# Any HO Slot Swaps in Texas?



## bondoman2k (Jan 13, 2003)

More specifically, are there any swaps/shows coming up anywhere near (or preferrably) south of Dallas/ Fort Worth? If they are near DFW I might be able to check it out. But, I live in San Antonio, and so far, I don't think there's ANYONE in this area that even knows what an HO car IS! :freak: Would be a LOT better if they are closer to me, as my time schedule doesn't allow me to 'hit the road' very often. But, as I said, really don't see THAT happening. 
Ron (Bondo) :dude:


----------



## beast1624 (Mar 28, 2009)

Ron
Nothing formal for slot cars that I have ever found in our area. Each February when Auto Rama comes to Dallas Market Hall they have a section for die-cast and collectibles. Once in a while there is something slot related but usually it's overpriced and usually they don't want to swap, just sell. 

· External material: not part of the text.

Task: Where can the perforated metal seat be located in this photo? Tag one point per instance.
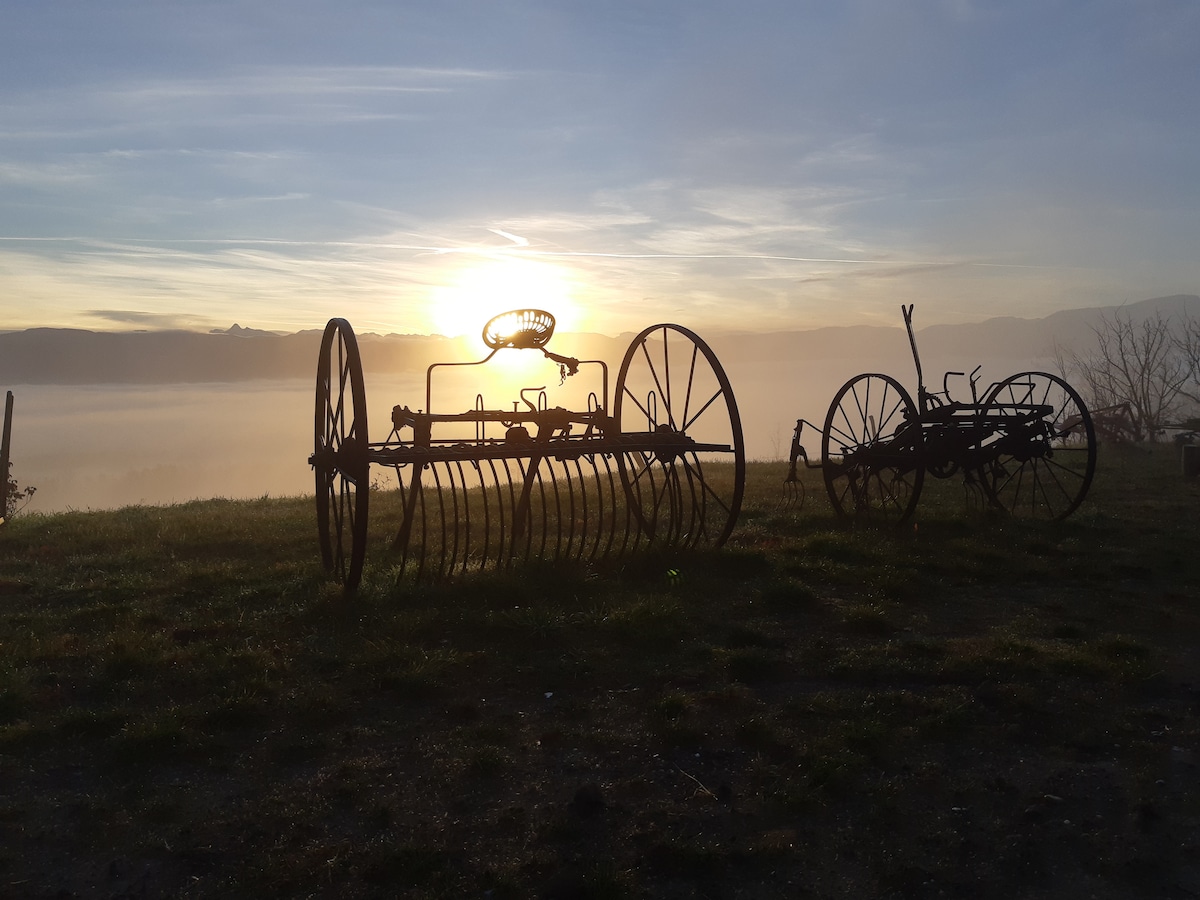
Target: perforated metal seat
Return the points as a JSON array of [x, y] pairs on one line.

Not sure if you have seen it yet but there is a Texas Slot Cars Forum that has some pretty good information about slot car stuff going on in Texas and Oklahoma:

http://excoboard.com/TexasSlotCars

We have several groups of guys in the DFW area that get together at different times. My group meets at Mike's Hobby Shop on I-35 up in Carrollton most Friday nights for racing.


----------